A Nice Gesture by Jeroen Arendsen

Various personal interests and public info, gesture, signs, language, social robotics, healthcare, innovation, music, publications, etc.

Category: Sign Language Synthesis

In Love with SiSi

A wonderful bit of news has been hitting the headlines:

BBC News: Technique links words to signing: Technology that translates spoken or written words into British Sign Language (BSL) has been developed by researchers at IBM. The system, called SiSi (Say It Sign It) was created by a group of students in the UK. SiSi will enable deaf people to have simultaneous sign language interpretations of meetings and presentations. It uses speech recognition to animate a digital character or avatar.
IBM says its technology will allow for interpretation in situations where a human interpreter is not available. It could also be used to provide automatic signing for television, radio and telephone calls.

Read the full story at IBM: IBM Research Demonstrates Innovative ‘Speech to Sign Language’ Translation System


Demo or scripted scenario?

Serendipity. Just this week a man called Thomas Stone inquired whether he could get access to the signing avatars of the eSign project. I passed him on to Inge Zwitserlood. She first passed him on to the eSign coordinator at Hamburg University, which was a dead end. Finally, he was pointed to the University of East Anglia, to John Glauert. And who is the man behind the sign synthesis in SiSi?

From the press release from IBM:

John Glauert, Professor of Computing Sciences, UEA, said: “SiSi is an exciting application of UEA’s avatar signing technology that promises to give deaf people access to sign language services in many new circumstances.”
This project is an example of IBM’s collaboration with non-commercial organisations on worthy social and business projects. The signing avatars and the award-winning technology for animating sign language from a special gesture notation were developed by the University of East Anglia and the database of signs was developed by RNID (Royal National Institute for Deaf People).

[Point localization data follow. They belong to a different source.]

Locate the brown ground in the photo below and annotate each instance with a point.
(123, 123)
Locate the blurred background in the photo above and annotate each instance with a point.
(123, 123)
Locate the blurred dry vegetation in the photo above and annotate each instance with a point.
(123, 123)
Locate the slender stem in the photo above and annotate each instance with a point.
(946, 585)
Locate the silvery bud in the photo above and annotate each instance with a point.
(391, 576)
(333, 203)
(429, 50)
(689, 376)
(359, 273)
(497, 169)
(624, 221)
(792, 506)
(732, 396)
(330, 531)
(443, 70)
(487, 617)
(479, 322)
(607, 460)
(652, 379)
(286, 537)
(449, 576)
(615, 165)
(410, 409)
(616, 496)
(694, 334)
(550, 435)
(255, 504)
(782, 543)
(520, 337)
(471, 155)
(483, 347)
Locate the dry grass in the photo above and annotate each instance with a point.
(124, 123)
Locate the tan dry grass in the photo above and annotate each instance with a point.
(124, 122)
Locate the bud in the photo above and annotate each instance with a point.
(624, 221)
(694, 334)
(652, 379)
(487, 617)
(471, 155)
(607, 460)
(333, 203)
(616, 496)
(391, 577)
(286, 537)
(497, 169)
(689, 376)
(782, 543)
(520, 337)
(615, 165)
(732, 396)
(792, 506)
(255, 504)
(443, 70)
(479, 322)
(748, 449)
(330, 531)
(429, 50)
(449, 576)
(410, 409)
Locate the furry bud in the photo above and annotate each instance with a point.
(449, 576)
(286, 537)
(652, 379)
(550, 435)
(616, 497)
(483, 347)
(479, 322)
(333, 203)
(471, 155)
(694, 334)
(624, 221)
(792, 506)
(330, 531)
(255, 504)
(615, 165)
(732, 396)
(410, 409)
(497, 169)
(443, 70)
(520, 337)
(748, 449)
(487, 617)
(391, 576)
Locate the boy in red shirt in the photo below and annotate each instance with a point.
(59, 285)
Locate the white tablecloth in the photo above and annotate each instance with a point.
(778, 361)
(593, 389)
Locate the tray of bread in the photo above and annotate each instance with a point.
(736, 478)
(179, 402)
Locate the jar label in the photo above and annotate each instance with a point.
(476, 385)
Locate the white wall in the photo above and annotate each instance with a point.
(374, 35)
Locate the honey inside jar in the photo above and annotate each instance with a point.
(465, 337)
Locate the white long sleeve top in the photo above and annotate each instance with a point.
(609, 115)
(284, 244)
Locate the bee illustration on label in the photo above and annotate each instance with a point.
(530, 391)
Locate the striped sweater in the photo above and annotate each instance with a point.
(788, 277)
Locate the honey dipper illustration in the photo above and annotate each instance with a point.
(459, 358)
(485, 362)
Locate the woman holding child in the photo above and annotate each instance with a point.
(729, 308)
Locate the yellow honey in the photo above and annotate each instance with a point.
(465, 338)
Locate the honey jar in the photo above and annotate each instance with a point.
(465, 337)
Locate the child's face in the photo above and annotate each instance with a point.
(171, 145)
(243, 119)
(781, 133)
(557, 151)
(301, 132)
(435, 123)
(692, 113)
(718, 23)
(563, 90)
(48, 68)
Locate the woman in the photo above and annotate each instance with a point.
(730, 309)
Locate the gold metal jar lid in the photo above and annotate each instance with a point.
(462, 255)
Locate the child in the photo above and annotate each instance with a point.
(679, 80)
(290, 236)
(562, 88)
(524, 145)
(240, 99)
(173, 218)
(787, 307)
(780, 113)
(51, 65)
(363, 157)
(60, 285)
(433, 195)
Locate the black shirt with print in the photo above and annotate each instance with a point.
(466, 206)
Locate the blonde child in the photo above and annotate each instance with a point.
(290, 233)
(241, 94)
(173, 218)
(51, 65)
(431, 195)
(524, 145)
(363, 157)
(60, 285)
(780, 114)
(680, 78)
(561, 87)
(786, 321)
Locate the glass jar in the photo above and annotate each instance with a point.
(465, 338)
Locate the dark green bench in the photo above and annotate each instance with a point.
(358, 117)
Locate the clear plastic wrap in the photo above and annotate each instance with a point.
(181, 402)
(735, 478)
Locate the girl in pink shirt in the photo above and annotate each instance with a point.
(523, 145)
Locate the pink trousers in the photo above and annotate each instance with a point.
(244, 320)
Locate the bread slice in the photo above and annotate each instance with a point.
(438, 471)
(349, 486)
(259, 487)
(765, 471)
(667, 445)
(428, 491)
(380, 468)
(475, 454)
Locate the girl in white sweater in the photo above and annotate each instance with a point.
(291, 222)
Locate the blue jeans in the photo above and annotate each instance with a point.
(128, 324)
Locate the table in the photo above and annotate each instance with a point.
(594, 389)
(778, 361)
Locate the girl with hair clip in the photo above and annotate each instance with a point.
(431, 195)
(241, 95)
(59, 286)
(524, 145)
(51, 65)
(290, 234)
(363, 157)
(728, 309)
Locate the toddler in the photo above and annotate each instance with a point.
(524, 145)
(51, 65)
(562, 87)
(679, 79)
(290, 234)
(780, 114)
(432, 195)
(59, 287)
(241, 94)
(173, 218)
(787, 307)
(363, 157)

Well done professor Glauert, thank you for keeping the dream alive.

Now for some criticism: the technology is not very advanced yet. It is not at a level where I think it is wise to make promises about useful applications. The signing is not very natural and I think much still needs to be done to achieve of basic level of acceptability for users. But it is good to see that the RNID is on board, although they choose their words of praise carefully.

It is amazing how a nice technology story gets so much media attention so quickly. Essentially these students have just linked a speech recognition module to a sign synthesis module. The inherent problems with machine translation (between any two languages) is not even discussed. And speech recognition only works under very limited conditions and produces limited results.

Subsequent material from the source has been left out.